Chris tried to imagine Buck, or Vin for that matter, being in a similar position. "I probably couldn't get away with being so obvious."

Jim laughed. "Blair and I stopped worrying about stomping on each other's feelings long ago."

As he had stopped worrying about offending Buck. But he didn't take it as a sign of closeness on their part. He also didn't worry too much about being frank with Vin, but that was more because Vin didn't force him to be any other way.
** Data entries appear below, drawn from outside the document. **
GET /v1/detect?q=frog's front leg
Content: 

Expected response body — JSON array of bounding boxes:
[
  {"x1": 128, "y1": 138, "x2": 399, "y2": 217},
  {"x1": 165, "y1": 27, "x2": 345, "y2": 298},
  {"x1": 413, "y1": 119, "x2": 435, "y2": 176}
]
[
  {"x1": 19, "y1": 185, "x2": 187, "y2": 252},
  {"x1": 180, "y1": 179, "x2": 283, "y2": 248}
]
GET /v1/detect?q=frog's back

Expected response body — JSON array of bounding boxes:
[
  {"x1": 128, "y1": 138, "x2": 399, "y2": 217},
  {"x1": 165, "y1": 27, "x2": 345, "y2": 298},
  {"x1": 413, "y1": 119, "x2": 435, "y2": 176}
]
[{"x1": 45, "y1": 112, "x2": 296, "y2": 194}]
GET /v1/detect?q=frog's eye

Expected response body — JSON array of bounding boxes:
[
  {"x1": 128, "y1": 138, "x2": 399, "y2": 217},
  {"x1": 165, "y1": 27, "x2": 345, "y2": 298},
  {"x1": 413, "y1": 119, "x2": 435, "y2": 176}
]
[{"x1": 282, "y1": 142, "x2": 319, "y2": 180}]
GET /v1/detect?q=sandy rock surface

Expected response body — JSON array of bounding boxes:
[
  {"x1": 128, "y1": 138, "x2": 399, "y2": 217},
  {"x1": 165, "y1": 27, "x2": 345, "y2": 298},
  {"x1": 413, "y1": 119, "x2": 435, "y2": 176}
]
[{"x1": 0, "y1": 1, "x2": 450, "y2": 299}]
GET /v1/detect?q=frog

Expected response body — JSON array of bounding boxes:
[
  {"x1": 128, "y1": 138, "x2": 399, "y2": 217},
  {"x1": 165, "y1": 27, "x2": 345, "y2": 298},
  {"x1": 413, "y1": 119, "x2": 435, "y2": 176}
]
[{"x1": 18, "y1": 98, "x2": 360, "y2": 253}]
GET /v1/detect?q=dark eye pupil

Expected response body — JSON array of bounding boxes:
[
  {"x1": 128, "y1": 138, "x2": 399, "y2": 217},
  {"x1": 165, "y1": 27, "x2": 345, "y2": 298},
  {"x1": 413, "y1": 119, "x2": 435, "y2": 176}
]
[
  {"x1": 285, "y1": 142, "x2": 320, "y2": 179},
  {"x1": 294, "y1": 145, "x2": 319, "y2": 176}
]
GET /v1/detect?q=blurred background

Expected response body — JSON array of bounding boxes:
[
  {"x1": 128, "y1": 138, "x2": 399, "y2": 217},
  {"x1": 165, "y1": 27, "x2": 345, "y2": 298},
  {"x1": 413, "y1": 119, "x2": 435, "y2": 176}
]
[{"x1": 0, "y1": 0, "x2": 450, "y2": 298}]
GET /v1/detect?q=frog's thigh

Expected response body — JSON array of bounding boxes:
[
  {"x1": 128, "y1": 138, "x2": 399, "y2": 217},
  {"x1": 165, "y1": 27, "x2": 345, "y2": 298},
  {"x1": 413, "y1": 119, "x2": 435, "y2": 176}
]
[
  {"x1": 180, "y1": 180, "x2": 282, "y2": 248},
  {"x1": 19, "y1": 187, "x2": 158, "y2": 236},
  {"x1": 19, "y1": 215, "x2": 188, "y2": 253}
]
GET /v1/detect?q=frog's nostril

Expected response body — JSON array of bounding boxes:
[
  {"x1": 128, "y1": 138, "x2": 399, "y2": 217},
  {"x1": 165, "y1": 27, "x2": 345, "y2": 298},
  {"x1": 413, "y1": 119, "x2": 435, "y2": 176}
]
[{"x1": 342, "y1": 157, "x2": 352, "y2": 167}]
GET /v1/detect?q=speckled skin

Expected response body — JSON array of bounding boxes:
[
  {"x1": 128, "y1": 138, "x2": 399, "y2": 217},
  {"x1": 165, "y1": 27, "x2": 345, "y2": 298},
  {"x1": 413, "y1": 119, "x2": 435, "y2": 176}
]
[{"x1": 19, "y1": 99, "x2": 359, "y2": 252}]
Blair got tired of staring into the dark before Vin did. "Think we should trade off keeping watch?" he asked.

Vin shook his head. "If I need to, I can sleep light. Since we'll hear Eli Joe before we see him, I don't think we need to keep doing this." But he didn't budge from his crevice.

So Blair kept on looking. For, maybe, 20 seconds. "Promise, no pitchforks in the gut?"

"Don't want to get on the bad side of Jim Ellison," said Vin.

"Smart move," said Blair. He drank a swig of water, punched his pillow twice, pulled up the light polyester blanket he'd claimed out of Chris's linen closest, and sank into sleep.

He woke up twice during the night, both times from Vin talking to someone below. The first time, it was Larabee, and Blair played possum. The second time it was Jim, and Blair threw some hay down as his contribution to the conversation.